Нажал кнопку на селекторе:

— Принеси нам кофе. Анечка, вам с молоком? Растворимый?

Я кивнула и подошла к столу. Смотрела на Фомина во все глаза. С чего начать? Черт, это не Новицкий, а я не Инга.

— Что такое, Анечка? Вы так взволнованы? Что-то случилось?

Видит гад. Все видит: и бледность, и дрожащие ручки. Хорошо хоть глаза успела подвести снова, а то с размазанной тушью как-то не с руки соблазнять начальника колонии строгого режима.

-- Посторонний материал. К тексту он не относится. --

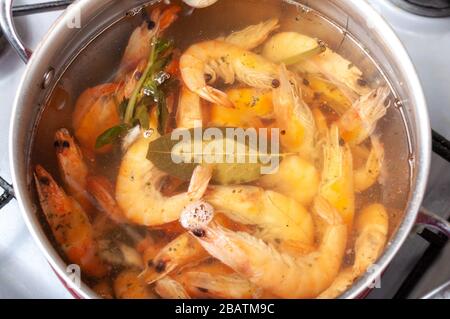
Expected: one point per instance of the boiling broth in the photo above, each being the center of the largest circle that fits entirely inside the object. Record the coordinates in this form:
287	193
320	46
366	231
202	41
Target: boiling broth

Все. Пора.

— Взволнованна. Вы обещали мне позвонить…и… я ждала и… Простите. Не важно. Я такая дура. Извините. Тут Семеныч бумагу на подпись передал.

Я открыла папку, руки заметно тряслись, но это не страшно. Пусть думает — от избытка чувств. Фомин встал из-за стола медленно, не заметил даже, как шариковая ручка упала на пол. Я наклонилась за ней, а когда поднялась, он тут же схватил меня в объятия. Сердце колотилось быстро как у пойманной птички. Фомин тяжело дышал, я чувствовала, что он смотрит в вырез моей кофточки. Вдруг подполковник привлек меня к себе и прижался губами к моей шее.